Naturalismus und Materialimitation prägten auch ganz wesentlich die Anfangsjahre Böttichers als Musterzeichner.

Neben der technischen Seite waren es die Moden der Motive, denen die Fabrikanten Rechnung tragen mussten, wollten sie am Markt bestehen.

Die Gleichzeitigkeit verschiedener historischer Stile wie den antikisierenden Stilarten, den sog. Türkischen und Persischen Zimmern, lag im Trend und prägte die Gründerzeit. Es wurden in einem bis dahin nicht gekannten Maße Antiquitäten gekauft. Honoré Balzac setzte etwa im Vetter Pons einem solchen Sammler ein schrulliges literarische Denkmal.

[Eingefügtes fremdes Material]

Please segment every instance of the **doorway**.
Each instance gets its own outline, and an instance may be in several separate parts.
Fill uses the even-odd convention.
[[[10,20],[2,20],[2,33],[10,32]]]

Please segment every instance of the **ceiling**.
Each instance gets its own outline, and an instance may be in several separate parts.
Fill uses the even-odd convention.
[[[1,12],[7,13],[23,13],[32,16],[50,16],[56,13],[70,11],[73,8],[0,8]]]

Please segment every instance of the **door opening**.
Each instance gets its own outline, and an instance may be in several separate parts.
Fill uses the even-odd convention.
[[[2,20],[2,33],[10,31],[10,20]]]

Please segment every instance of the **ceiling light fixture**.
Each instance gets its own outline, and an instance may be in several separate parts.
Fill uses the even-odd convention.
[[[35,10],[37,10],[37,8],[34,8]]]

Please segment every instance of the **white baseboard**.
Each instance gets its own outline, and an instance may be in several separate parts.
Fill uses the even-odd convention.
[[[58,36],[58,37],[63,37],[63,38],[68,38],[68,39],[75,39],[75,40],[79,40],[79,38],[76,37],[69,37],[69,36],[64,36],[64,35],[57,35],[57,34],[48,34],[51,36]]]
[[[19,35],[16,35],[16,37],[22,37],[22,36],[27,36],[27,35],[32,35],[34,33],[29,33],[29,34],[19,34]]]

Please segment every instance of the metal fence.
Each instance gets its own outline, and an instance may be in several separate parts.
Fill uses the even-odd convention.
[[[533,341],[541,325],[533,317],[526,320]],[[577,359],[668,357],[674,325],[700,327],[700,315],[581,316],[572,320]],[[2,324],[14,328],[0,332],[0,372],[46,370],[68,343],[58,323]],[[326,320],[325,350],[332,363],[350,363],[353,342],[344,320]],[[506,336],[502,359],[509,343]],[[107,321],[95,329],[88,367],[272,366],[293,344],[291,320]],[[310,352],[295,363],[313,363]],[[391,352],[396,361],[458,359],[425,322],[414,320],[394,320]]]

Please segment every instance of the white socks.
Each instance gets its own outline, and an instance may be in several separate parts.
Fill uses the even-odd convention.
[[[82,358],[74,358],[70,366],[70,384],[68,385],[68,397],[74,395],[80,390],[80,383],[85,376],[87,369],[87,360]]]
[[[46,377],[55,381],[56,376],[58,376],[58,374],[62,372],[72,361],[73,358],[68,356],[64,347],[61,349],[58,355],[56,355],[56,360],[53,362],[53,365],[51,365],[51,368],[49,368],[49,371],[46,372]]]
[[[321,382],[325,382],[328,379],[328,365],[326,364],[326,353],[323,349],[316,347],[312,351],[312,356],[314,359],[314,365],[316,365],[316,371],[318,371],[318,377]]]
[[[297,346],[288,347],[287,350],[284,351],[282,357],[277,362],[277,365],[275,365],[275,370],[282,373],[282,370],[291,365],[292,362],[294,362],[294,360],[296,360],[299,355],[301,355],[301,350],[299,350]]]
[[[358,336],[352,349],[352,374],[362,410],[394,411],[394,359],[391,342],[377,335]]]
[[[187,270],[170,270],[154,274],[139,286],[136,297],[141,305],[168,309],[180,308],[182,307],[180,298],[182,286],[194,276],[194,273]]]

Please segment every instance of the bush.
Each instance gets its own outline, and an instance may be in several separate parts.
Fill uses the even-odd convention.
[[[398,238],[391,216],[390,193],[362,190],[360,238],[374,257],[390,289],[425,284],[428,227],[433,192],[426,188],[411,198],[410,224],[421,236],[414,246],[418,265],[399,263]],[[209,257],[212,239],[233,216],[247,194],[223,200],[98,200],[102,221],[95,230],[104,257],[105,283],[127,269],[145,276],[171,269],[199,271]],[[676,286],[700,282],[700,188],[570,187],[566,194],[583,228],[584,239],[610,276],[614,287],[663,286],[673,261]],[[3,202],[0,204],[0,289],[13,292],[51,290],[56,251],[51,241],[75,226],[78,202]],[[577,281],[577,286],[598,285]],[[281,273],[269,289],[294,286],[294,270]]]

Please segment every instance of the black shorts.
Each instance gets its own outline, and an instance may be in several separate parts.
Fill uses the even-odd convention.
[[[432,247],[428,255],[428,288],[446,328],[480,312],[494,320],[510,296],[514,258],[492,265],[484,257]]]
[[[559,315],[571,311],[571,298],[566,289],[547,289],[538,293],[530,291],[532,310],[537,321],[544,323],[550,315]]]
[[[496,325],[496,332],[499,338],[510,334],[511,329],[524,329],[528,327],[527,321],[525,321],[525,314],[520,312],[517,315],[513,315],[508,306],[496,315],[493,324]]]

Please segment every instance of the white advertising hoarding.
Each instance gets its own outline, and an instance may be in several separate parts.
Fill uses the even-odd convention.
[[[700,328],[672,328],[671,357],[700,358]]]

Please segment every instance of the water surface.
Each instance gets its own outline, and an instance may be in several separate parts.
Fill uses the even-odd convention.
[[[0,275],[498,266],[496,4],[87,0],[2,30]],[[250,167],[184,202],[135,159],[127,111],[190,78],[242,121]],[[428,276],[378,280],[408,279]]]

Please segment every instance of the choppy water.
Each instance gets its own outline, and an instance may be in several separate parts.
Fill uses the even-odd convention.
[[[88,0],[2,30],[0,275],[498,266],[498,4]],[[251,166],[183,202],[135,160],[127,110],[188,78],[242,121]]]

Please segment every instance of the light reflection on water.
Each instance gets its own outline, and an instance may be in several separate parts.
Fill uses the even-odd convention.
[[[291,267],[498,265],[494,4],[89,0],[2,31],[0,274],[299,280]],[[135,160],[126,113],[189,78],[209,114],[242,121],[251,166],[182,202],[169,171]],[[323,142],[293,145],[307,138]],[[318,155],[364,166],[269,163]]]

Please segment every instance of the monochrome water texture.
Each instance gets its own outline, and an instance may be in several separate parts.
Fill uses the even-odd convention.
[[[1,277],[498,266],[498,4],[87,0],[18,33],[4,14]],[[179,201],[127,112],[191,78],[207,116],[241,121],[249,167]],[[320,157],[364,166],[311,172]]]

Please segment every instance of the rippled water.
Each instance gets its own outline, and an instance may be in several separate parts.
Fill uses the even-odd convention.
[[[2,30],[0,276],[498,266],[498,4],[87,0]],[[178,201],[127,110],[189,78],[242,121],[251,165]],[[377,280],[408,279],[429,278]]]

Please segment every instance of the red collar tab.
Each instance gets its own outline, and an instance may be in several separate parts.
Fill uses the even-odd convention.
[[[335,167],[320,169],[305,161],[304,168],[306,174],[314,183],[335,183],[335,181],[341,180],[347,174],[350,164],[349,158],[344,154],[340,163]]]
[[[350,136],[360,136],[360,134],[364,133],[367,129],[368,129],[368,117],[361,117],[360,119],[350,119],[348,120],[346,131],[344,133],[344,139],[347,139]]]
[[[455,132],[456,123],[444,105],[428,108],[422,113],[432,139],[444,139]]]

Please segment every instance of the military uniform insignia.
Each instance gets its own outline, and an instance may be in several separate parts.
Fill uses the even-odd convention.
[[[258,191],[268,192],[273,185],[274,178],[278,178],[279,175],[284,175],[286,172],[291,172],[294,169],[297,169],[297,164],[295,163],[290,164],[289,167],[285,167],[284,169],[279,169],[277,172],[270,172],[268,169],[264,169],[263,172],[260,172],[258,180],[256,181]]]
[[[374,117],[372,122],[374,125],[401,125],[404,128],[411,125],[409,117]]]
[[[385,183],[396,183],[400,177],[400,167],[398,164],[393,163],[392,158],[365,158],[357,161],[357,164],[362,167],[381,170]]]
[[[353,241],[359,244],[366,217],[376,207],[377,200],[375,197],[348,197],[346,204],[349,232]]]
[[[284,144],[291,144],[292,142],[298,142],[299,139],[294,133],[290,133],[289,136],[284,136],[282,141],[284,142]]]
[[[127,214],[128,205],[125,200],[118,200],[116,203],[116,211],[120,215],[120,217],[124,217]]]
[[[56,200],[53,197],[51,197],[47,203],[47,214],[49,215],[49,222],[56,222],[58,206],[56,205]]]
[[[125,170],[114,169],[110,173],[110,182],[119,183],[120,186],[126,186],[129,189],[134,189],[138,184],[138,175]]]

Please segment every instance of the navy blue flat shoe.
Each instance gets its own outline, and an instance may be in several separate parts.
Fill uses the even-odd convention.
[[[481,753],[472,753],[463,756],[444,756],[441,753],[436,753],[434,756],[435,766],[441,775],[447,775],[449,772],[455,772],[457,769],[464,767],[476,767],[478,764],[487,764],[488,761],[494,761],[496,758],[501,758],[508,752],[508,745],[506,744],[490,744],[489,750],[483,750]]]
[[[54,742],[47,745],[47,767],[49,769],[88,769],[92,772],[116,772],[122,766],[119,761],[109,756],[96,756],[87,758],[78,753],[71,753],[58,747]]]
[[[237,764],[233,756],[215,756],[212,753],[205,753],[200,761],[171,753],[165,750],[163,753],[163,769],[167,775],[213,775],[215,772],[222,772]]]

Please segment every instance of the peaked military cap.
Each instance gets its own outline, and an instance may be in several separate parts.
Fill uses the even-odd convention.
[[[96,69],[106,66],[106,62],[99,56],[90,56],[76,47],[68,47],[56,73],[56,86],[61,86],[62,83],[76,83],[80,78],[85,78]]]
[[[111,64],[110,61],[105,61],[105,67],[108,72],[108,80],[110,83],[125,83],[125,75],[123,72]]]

Historismus, der das gesamte 19. Jahrhundert bestimmte, sorgte für Diskussionen in puncto Imitation, freie Paraphrasierung, Komposition, strenge Kopie. Der Architekt Heinrich Hübsen schließlich fragte 1828 »In welchem Stil sollen wir bauen?«

Bei der zweiten Weltausstellung 1855 in Paris gesellte sich zum Historismus der Naturalismus mit figürlichem und pflanzlichem Schmuck. »Überall Blumen« schien das Motto zu sein. Besonders in Frankreich perfektionierte man dieses Motiv, das die Romantik ausgelöst hatte – Natur. Überall entstanden erste Hobby- und Wintergärten. Blumenbänke, Blumentöpfe kamen in Mode, ebenso Sitzmöbelstoff, Porzellandekore und Tapeten mit ... Blumen!

Mit tropischen Pflanzen schuf man sich künstliche Paradiese. Exotische Pflanzen waren in Mode, etwa die Kamelie, der Alexandre Dumas in La Dame aux Camélias 1848 ein literarisches Denkmal setzte. Aber auch heimische Lauben-Illusionen hatten Tapeten-Konjunktur, ob als Wellenranken oder Streublümchen.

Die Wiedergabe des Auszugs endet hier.